湿布、塗り薬、糖尿病治療薬まで…"年間475億円"の医療費がムダに――高齢者の自宅に眠る「残薬」。実家で見つけたら捨てずにすべきこととは?
服薬情報を一元化し、薬を調剤する際、薬剤師が患者に残薬を確認し、重複投与、相互作用を考慮した処方内容の適正化を行うほか、24時間対応や在宅医療対応など、患者のニーズに合わせた機能を持つことも求めた。
19年には薬機法(医薬品医療機器等法)が改正され、調剤時に限らず、患者が薬を服用している期間を通じて患者の状況を継続的に把握・指導することを薬剤師に義務付けた。20年の調剤報酬改定では、「薬局から医療機関への残薬に関わる情報提供の推進」も明記されている。
残薬解消のための取り組み
具体的にはどんな対策がとられているのだろうか。
「残薬をなくすために最も重要なのは、薬剤師が患者の残薬の実態を把握し、その薬が余ってしまった原因を見つけること。それがわかれば、1人ひとりの患者さんの状況に応じた、効果のある対策を講じることができる」と小黒さんは話す。

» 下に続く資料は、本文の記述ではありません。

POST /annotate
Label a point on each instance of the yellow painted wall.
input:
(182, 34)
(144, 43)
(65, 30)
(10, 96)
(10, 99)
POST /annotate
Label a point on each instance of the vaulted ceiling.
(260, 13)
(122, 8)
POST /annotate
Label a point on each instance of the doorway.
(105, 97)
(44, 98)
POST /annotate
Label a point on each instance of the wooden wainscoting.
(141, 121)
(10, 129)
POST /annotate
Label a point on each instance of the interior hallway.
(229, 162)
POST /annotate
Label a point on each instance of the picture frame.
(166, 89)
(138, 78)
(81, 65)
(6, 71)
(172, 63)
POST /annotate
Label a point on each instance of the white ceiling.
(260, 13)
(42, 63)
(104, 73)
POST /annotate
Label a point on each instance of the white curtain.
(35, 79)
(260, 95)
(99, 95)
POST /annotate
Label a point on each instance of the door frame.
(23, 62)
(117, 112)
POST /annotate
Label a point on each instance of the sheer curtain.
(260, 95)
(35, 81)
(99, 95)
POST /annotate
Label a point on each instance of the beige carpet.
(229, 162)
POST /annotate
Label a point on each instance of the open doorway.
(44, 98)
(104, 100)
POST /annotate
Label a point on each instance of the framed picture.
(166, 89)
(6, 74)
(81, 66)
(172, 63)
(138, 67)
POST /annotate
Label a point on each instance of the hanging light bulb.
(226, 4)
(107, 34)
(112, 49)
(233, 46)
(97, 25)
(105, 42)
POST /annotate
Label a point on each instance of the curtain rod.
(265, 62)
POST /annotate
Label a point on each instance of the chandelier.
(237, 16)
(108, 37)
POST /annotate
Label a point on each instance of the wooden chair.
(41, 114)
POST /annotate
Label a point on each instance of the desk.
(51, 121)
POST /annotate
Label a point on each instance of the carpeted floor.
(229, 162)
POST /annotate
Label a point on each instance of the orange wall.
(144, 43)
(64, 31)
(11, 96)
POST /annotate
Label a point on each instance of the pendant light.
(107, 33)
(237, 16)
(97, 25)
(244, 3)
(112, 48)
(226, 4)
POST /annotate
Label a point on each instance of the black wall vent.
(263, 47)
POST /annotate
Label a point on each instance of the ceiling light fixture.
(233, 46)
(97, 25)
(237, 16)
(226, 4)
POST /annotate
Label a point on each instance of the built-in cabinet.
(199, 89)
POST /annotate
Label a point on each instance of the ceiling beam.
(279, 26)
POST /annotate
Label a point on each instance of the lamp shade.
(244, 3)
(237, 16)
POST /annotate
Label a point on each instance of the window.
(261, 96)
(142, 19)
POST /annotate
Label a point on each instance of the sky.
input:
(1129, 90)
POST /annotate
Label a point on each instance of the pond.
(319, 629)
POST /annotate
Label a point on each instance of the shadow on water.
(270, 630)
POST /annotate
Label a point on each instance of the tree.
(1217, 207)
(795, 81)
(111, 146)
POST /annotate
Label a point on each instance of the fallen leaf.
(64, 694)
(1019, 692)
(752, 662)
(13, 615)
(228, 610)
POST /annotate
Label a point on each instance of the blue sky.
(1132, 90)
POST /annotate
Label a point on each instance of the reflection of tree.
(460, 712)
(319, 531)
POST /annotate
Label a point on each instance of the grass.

残薬が生じる理由は、先に挙げたような理由だけではなく、「患者の認知機能の低下」や「もったいないから使えない」「医療費がタダ(あるいは、ほぼ無料)だからもらえるだけもらっておきたい」といった病気や心理的な要因も絡み、単純ではない。また、認知機能が低下した高齢者では、これらの理由を上手に説明できない。
こうした残薬の背景を、薬剤師は丁寧に聞き取ったり、お薬手帳で確認したりしていく。そのうえで、患者の主治医に対して、次回の処方量の調整や処方控え、別の種類の薬への変更などを提案する。
高血圧や脂質異常症、関節痛などいくつもの慢性疾患を抱える高齢者は、どうしても1日にたくさんの数の薬を服用しなければならない。加えて、多くの生活習慣病は自覚症状がないので、うっかり飲み忘れてしまったということもままある。
それを防ぐため、▽服用のタイミングが同じ薬を1回分ずつ1袋にまとめる「一包化」を行い、1つひとつの袋に日付を書き入れる、▽その日に飲む薬を入れられるポケット付きの「服薬カレンダー」を使う、▽市販のレターラックに「熱があるとき」「痛いとき」「下痢のとき」などと書き入れて頓服薬を整理する……といった工夫が行われている。